Entre um vinho francês de Bordeaux, origem do prestigiado Château Lafite Rothschild, ou um tinto português proveniente da mais antiga região demarcada do mundo – o Douro, berço do Vinho do Porto, da Barca Velha e de alguns dos melhores vinhos de 2014, segundo a revista Wine Spectator – a escolha é imensa e está disponível em Macau.

Com o aumento de turistas em Macau – em 2014 foram mais de 30 milhões – cresce também o mercado consumidor de vinhos de qualidade em Macau e aumentam as necessidades da hotelaria e da restauração. Há uma grande procura de escanções e de gente que saiba combinar um vinho e comida com assinatura.

Para dar resposta às exigências da indústria do turismo, há também mais instituições de ensino a oferecerem formação na área dos vinhos. Há mais sessões de provas destinadas ao público e mais jovens de Macau a procurarem formação na área e a serem requisitados pela indústria hoteleira local.

Para Maggie Mak, 26 anos, nascida em Macau, vencedora em 2013 do concurso promovido pela Associação de Escanções de Macau, foi o gosto pela gastronomia que a levou a escolher a profissão. “Adoro comida e vinho, qual é o trabalho que permite estar perto de uma cozinha e de bons vinhos? É o de escanção”. Maggie Mak, que exerceu a profissão em um dos grandes hotéis da cidade, acredita que, para o seu ofício “Macau é uma cidade muito interessante”, porque há poder de compra e “muita riqueza”.

 

Maggie Mak

 

Prestígio numa taça

Na opinião da escanção, o consumo está a crescer, não só entre os turistas do Interior da China, mas também entre a população de Macau de diversas faixas etárias. Para os locais que têm mais conhecimento, a preferência vai para os vinhos portugueses, que são os que oferecem um “bom rácio custo e qualidade”, diz.

Oscar Cheong e Victoria Man, ambos de 28 anos e naturais de Macau, representam um pouco essa nova geração de jovens com profissões liberais e curiosa por conhecer coisas novas. Oscar Cheong trabalha numa galeria de arte e diz que bebe vinho, sobretudo em bares, quando sai com os amigos.
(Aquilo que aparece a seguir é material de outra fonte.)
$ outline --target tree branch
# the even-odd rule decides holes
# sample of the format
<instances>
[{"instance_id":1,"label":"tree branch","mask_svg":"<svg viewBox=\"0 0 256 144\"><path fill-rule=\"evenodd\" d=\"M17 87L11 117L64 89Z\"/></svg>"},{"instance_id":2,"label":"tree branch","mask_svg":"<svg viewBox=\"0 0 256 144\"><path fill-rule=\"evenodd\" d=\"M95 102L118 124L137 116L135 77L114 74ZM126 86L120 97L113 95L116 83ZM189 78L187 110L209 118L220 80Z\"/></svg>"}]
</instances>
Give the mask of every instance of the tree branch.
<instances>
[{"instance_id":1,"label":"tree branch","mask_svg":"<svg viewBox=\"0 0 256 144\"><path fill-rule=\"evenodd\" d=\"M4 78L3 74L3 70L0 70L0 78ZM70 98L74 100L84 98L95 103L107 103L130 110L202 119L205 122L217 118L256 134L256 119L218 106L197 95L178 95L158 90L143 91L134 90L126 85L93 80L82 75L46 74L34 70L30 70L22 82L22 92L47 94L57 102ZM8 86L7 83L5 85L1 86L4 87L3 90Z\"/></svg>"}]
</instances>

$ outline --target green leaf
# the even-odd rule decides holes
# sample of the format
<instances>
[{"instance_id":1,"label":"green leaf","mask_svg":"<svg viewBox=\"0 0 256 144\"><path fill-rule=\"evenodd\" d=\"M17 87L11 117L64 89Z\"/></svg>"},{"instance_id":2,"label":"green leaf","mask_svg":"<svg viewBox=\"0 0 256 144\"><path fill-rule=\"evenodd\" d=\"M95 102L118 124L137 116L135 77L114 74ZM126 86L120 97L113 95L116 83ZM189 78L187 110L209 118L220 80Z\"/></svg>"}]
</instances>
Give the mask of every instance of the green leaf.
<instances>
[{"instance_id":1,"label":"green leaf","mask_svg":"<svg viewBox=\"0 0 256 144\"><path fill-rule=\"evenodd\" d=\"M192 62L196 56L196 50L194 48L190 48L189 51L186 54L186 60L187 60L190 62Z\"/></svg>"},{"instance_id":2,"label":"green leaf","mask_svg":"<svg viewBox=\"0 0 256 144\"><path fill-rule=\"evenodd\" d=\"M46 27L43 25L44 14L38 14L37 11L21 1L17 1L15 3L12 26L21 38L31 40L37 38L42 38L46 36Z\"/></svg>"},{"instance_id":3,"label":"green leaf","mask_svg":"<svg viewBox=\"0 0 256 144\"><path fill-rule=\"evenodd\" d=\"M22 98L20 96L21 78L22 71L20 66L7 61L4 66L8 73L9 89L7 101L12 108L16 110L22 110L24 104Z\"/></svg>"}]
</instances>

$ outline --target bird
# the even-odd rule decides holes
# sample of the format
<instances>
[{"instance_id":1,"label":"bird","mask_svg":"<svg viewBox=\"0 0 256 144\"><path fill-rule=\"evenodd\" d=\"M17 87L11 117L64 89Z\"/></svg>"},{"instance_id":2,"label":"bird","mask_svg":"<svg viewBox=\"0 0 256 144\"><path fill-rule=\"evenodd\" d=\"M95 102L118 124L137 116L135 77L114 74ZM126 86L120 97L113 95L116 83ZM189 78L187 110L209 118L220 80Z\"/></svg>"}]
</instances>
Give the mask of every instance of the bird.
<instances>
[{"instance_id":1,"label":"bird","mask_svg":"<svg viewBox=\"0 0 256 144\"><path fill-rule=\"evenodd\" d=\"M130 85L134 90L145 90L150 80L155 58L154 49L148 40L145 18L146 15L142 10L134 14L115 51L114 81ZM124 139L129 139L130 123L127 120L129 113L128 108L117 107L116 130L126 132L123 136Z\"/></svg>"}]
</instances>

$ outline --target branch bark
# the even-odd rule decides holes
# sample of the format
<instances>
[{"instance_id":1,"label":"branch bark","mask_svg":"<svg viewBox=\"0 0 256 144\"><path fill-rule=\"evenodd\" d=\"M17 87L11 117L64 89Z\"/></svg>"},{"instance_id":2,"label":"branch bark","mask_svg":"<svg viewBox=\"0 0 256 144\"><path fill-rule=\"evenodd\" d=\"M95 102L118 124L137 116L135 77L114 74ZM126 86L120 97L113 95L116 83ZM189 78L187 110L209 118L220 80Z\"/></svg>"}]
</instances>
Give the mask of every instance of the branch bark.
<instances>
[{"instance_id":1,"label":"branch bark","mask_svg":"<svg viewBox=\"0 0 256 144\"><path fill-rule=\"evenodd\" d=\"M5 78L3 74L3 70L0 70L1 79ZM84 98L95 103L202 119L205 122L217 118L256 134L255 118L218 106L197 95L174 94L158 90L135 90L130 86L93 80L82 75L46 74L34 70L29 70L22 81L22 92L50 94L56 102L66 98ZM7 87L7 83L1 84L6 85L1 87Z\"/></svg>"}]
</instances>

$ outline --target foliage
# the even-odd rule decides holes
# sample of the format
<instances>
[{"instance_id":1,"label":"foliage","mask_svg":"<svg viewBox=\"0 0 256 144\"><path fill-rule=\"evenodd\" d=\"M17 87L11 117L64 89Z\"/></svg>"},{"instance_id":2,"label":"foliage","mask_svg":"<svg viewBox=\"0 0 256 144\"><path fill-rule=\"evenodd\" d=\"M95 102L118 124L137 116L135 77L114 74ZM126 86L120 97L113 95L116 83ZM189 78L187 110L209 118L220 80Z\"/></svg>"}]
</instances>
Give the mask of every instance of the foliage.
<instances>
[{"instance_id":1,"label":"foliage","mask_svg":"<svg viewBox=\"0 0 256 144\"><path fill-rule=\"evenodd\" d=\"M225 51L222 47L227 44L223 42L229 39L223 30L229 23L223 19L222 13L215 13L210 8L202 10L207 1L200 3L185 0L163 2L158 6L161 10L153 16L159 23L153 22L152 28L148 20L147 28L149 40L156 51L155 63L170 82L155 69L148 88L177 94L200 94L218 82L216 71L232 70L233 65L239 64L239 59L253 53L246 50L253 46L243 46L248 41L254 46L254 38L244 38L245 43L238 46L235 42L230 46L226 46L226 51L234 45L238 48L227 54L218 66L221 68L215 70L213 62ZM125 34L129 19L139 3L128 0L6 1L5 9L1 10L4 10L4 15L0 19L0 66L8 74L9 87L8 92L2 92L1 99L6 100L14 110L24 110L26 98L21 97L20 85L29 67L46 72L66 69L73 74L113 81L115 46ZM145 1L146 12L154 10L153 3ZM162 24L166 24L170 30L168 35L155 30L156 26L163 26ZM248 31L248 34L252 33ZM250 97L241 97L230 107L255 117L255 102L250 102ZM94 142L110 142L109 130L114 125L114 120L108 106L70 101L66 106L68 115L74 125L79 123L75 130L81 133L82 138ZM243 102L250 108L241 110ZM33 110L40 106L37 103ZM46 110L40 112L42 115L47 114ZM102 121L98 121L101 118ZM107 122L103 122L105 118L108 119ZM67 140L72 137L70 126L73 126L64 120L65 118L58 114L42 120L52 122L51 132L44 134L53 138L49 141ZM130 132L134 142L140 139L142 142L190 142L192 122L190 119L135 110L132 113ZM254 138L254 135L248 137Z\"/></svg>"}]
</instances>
Compra ocasionalmente no supermercado mas, como não tem muita ideia sobre vinhos, acaba por fazer as escolhas em função do preço.

Victoria Man, tradutora e directora comercial, nota que em Macau beber vinho “está na moda e é elegante”, mas sobretudo entre “os meninos ricos e da classe média alta”. Victoria aprendeu a gostar de vinho português em Lisboa, onde fez um mestrado em Direito. “Geralmente só bebo vinho português, são bons e mais baratos, acho os vinhos franceses muito caros.”

A tendência é para o consumo aumentar, tanto na China como em Macau, dizem os especialistas. O Grão-Mestre da Confraria dos Enófilos de Macau, Filipe Cunha Santos, acredita que há vários factores que levam a que a China seja um mercado consumidor de vinhos em grande crescimento. O aumento de poder de compra e o prestígio associado ao consumo de produtos de reputação internacional são aspectos a ter conta. “O vinho tem sido uma moda que se tem desenvolvido nas classes média e alta, e julgo que há uma tendência para que esse consumo venha a aumentar.”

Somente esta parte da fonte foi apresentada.